У Пенелопы была своя теория относительно младенцев. Ей в жизни не приходилось за ними ухаживать, она даже не держала ни одного на руках, но была твердо убеждена, что молодая мать узнает своего ребенка сразу же, как только увидит. Осторожно отведет от нежного личика складки шали, посмотрит на него и скажет: «Ну конечно, это ты. Здравствуй!»
Но ничего подобного не произошло. Когда акушерка миссис Роджерс наконец вернулась, держа младенца с такой гордостью, будто это было ее собственное дитя, и бережно положила в нетерпеливо протянутые руки Пенелопы, та с жадностью впилась в девочку взглядом. Толстая, со светлыми волосиками, мутно-голубыми, близко посаженными глазками, пухлыми, как булки, щеками, она напоминала распустившуюся розу и не была похожа ни на кого из родных Пенелопы и Амброза. О Софи и Лоренсе даже говорить не приходилось, равно как и о Долли; видимо, в жилах этого существа, которое прожило на свете уже час, не было ни единой капли крови Стернов.
— Какая она у нас красавица, — пропела миссис Роджерс, с восхищением глядя на девочку.
— Да, — равнодушно согласилась Пенелопа. Если бы в больнице были другие молодые матери, она бы заявила, что детей перепутали и ей принесли чужого ребенка, но она была здесь единственной роженицей, так что это было просто невозможно.
— Вы только посмотрите, какие у нее голубые глазки! Она похожа на цветок. Я оставлю ее здесь и позвоню вашей матушке.
Но Пенелопа не захотела остаться с ребенком. Она решительно не знала, что ему сказать.

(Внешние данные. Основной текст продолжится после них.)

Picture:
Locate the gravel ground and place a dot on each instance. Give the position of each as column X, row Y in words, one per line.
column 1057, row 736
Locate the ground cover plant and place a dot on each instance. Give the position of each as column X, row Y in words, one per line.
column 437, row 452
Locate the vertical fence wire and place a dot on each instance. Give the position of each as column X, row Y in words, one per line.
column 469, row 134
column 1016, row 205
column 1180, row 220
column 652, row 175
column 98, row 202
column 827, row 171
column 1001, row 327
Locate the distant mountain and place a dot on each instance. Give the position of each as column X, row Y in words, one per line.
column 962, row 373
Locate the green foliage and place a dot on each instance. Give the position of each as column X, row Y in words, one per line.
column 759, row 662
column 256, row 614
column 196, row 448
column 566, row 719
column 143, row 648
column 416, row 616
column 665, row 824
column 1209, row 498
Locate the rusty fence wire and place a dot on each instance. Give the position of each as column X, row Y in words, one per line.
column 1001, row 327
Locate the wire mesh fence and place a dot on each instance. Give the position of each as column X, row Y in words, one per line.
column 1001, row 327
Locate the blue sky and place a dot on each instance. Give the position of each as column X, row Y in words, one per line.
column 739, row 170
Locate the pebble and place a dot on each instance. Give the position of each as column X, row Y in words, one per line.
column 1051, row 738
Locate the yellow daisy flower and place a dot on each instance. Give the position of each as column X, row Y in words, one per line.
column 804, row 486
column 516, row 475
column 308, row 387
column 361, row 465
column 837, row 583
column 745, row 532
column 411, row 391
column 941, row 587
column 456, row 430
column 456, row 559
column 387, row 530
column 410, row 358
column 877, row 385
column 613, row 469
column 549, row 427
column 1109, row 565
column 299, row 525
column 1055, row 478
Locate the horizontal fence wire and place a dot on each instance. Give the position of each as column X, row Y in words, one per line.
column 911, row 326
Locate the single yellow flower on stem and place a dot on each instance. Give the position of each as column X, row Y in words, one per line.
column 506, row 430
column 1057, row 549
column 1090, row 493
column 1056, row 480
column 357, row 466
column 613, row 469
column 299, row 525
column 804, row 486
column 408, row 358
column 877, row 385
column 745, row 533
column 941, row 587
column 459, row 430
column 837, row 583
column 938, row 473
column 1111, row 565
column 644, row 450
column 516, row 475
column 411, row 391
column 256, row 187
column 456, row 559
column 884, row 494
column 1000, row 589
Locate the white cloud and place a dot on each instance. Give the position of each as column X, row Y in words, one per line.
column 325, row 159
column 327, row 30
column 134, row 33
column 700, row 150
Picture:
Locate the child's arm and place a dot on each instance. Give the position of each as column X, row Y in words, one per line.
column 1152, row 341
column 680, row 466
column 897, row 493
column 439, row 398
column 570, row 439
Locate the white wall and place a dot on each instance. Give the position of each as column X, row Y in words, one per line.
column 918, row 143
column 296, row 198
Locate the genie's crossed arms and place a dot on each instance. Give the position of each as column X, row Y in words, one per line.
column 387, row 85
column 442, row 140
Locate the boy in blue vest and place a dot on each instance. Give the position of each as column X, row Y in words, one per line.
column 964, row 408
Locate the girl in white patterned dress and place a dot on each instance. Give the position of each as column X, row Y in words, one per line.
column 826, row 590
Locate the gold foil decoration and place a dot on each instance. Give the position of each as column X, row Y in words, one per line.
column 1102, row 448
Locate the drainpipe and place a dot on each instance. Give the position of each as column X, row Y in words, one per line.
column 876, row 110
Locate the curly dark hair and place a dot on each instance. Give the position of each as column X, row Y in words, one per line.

— Нет, сестра, унесите ее, пожалуйста. Вдруг я ее уроню, или еще что-нибудь случится.
Тактичная акушерка не стала возражать. Молодые матери нередко вели себя странно, и она, Бог свидетель, всякого навидалась.
— Сейчас, сейчас, — проворковала Роджерс, беря на руки шерстяной сверток. — Это чья такая золотая девочка? Чья ненаглядная куколка? — И, шурша жестко накрахмаленным передником, вышла из палаты.
Пенелопа, радуясь, что избавилась от них обеих, откинулась на подушки и уставилась в потолок. У нее родился ребенок. Она стала матерью. Она — мать ребенка Амброза Килинга.
Амброз…
К своему величайшему смятению, она вдруг почувствовала, что не может больше не думать о том, что произошло в те кошмарные три дня, обреченные принести им всем несчастье еще до того, как наступили, потому что ожидаемый приезд Амброза стал причиной единственной за всю жизнь настоящей ссоры между Пенелопой и ее матерью. После обеда Пенелопа пошла с тетей Этель пить чай к ее престарелой приятельнице, которая жила в Пензансе. Когда они вернулись в Карн-коттедж, Софи в восторге объявила дочери, что ту ждет наверху восхитительный сюрприз. Пенелопа послушно поднялась за матерью в свою комнату и там вместо своей любимой девичьей кровати увидела новое двуспальное чудовище, которое заняло все свободное пространство. Они никогда раньше не ссорились, но тут с Пенелопой случилось что-то непонятное: она пришла в бешенство, потеряла власть над собой и крикнула Софи, что та не имеет права, что это ее спальня, ее кровать. Это не восхитительный сюрприз, а омерзительный. Ей не нужна двуспальная кровать, это гадость, и она никогда не будет спать на ней.
Софи, с ее галльским темпераментом, вспыхнула как спичка. Мужчина вернулся на несколько дней с войны, где каждую минуту рисковал жизнью, и должен спать с женой в односпальной кровати?! О чем Пенелопа думает? Она не девочка, она замужняя женщина. И это не ее спальня, а их с Амброзом спальня. Что за детские выходки? Тут Пенелопа разразилась слезами ярости и завопила, что она на сносях и не хочет ни с каким мужем спать. Кончилось тем, что они с Софи принялись орать друг на друга, как рыбные торговки.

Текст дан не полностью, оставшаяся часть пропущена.